27. MusiteDeep: the first deep-learning framework for predicting general and kinase-specific phosphorylation sites (Wang, et al., 2017).
28. PlantPhos: is a web tool for predicting potential phosphorylation sites in plant proteins with various substrate motifs based on Hidden Markov Models (HMM) and Maximal Dependence Decomposition (MDD) (Lee, et al., 2011).
29. PSEA: the authors proposed a new method called PSEA (Phosphorylation Set Enrichment Analysis) to detect new sites phosphorylated by a specific kinase, kinase family and kinase group. For each query, they assigned a P-value according to its similarity with known phosphorylated ones. The smaller the P-value, the more significant will be the chance that the given peptides were phosphorylated by the chosed kinase type (Suo, et al., 2014).
30. PKIS: based on the latest version of Phopho.ELM (9.0), a novel kinase identification web server, PKIS, incorporating support vector machines (SVMs) with the composition of monomer spectrum (CMS) is used to assign protein kinase for experimentally verified P-sites of human in high specificity (Zou, et al., 2013).
31. PTMPred: a support vector machine (SVM) with the kernel matrix computed by PSPM(position-specific propensity matrices) is applied to predict the posttranslational modification sites (Xu, et al., 2014).
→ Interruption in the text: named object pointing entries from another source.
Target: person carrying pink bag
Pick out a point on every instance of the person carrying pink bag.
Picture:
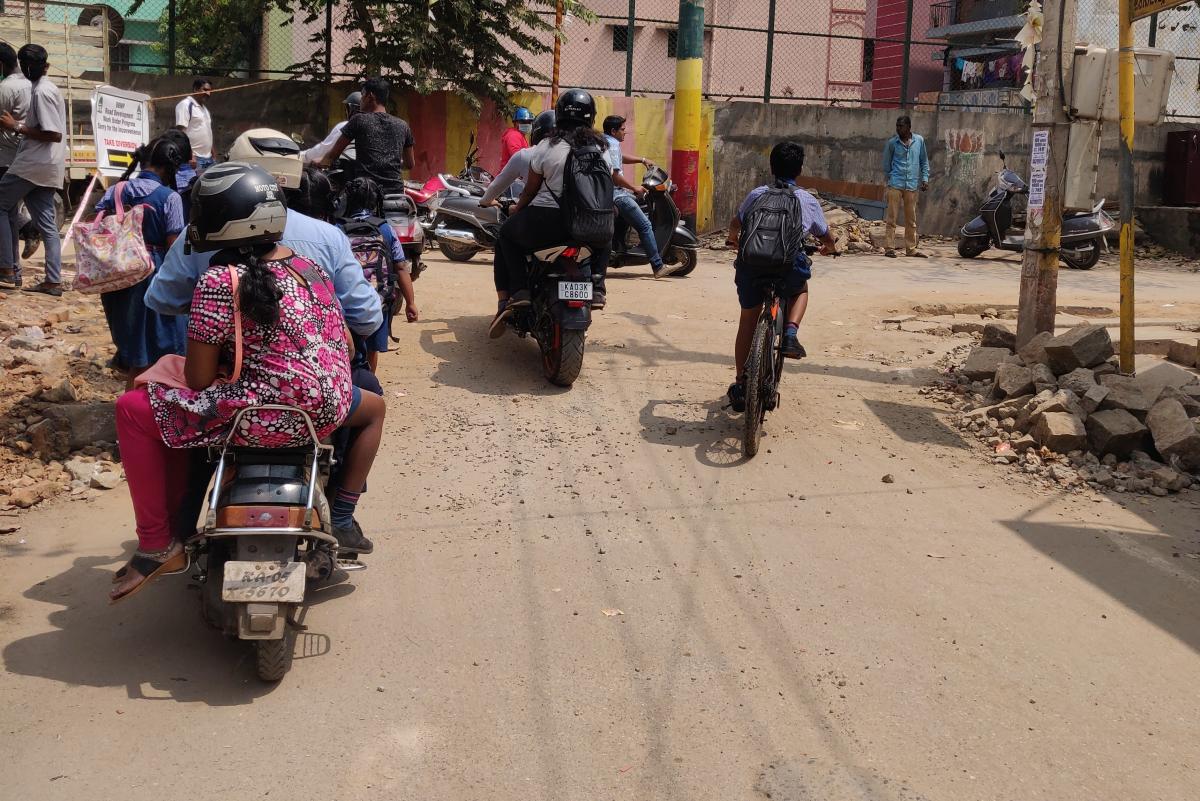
(280, 311)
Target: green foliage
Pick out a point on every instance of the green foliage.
(478, 49)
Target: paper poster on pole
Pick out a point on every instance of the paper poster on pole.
(120, 124)
(1038, 157)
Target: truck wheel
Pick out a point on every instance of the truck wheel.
(273, 657)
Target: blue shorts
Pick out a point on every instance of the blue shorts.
(750, 289)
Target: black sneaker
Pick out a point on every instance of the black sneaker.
(737, 396)
(352, 541)
(792, 347)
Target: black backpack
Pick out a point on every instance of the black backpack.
(587, 197)
(772, 233)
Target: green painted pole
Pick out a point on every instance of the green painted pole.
(689, 88)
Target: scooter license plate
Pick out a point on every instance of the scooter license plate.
(574, 290)
(263, 582)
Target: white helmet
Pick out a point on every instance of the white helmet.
(271, 150)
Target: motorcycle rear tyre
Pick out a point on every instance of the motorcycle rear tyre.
(456, 252)
(273, 657)
(1086, 263)
(971, 247)
(563, 359)
(684, 256)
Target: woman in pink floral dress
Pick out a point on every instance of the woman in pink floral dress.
(295, 351)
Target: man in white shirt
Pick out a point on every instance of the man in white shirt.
(36, 173)
(322, 149)
(192, 118)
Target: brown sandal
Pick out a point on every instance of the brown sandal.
(150, 565)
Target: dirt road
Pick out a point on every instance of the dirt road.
(588, 595)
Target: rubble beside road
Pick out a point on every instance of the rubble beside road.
(1060, 409)
(57, 417)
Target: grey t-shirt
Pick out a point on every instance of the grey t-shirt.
(43, 163)
(15, 96)
(549, 160)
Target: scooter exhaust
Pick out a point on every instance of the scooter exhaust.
(456, 235)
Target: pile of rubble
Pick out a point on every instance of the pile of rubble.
(57, 414)
(1060, 408)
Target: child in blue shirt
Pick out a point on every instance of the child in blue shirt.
(786, 162)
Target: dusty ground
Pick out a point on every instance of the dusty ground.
(791, 627)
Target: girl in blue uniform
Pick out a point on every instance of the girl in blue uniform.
(141, 333)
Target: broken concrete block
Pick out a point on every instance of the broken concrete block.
(1116, 432)
(1061, 432)
(997, 335)
(1085, 345)
(982, 362)
(1078, 380)
(1175, 435)
(1092, 399)
(1033, 353)
(1126, 392)
(1012, 380)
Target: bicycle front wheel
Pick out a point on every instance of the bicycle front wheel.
(759, 379)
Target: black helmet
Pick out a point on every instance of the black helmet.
(543, 125)
(574, 109)
(234, 205)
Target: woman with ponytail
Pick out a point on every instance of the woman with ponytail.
(141, 335)
(265, 327)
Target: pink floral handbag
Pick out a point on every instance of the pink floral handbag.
(111, 253)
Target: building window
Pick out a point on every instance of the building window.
(619, 38)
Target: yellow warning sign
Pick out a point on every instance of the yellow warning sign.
(1146, 7)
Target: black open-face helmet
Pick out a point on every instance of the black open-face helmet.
(574, 109)
(235, 204)
(541, 127)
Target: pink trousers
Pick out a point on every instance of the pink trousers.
(156, 474)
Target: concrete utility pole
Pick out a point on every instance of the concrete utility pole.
(689, 84)
(1048, 172)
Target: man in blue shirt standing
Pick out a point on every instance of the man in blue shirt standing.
(906, 170)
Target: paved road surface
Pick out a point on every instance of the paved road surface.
(791, 628)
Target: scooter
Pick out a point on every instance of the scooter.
(267, 541)
(999, 226)
(677, 244)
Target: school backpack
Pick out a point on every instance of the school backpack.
(587, 196)
(373, 256)
(772, 232)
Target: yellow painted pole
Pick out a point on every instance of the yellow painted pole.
(1125, 89)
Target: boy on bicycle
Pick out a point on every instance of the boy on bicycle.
(786, 161)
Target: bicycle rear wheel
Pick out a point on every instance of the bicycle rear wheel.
(759, 377)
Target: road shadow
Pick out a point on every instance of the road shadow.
(913, 423)
(1161, 583)
(154, 644)
(708, 427)
(469, 360)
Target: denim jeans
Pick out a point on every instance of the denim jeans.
(633, 214)
(40, 203)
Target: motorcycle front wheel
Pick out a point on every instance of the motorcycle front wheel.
(972, 246)
(1081, 260)
(684, 256)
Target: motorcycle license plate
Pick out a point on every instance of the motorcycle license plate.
(263, 582)
(574, 290)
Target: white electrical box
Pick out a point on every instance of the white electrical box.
(1095, 91)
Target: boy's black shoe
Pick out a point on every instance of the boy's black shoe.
(737, 396)
(792, 347)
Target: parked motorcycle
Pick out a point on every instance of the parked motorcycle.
(677, 244)
(1000, 226)
(267, 541)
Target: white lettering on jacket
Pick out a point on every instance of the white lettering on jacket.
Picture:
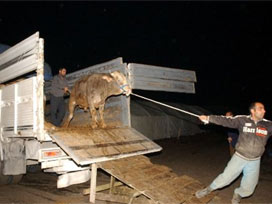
(246, 129)
(260, 131)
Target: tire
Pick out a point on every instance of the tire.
(9, 179)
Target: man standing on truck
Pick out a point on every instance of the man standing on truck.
(57, 104)
(254, 132)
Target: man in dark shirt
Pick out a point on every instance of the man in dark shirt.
(57, 105)
(232, 136)
(254, 132)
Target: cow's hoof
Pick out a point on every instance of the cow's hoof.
(103, 125)
(94, 126)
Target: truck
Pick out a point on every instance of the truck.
(27, 138)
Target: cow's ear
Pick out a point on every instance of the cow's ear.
(107, 78)
(115, 75)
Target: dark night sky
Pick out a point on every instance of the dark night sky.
(228, 44)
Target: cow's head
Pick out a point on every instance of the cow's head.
(122, 82)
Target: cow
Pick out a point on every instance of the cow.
(92, 91)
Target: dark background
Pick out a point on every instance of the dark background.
(228, 44)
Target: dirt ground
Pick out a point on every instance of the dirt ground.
(202, 157)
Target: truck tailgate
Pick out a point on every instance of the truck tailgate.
(86, 145)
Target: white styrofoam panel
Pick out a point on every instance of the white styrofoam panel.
(25, 88)
(22, 67)
(20, 49)
(7, 117)
(8, 93)
(25, 114)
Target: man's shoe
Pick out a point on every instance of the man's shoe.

32. Phos_pred: a method for the prediction of protein kinase-specific phosphorylation sites in hierarchical structure using functional information and random forest (Fan, et al., 2014).
33. PhosK3D: is a web server for identifying kinase-specific phosphorylation sites on protein sequences and three-dimensional structures (Su and Lee, et al., 2013).
34. PhosphoPICK: a method for predicting kinase substrates using cellular context information, and is currently able to make predictions for 59 human kinases (Patrick, et al., 2013).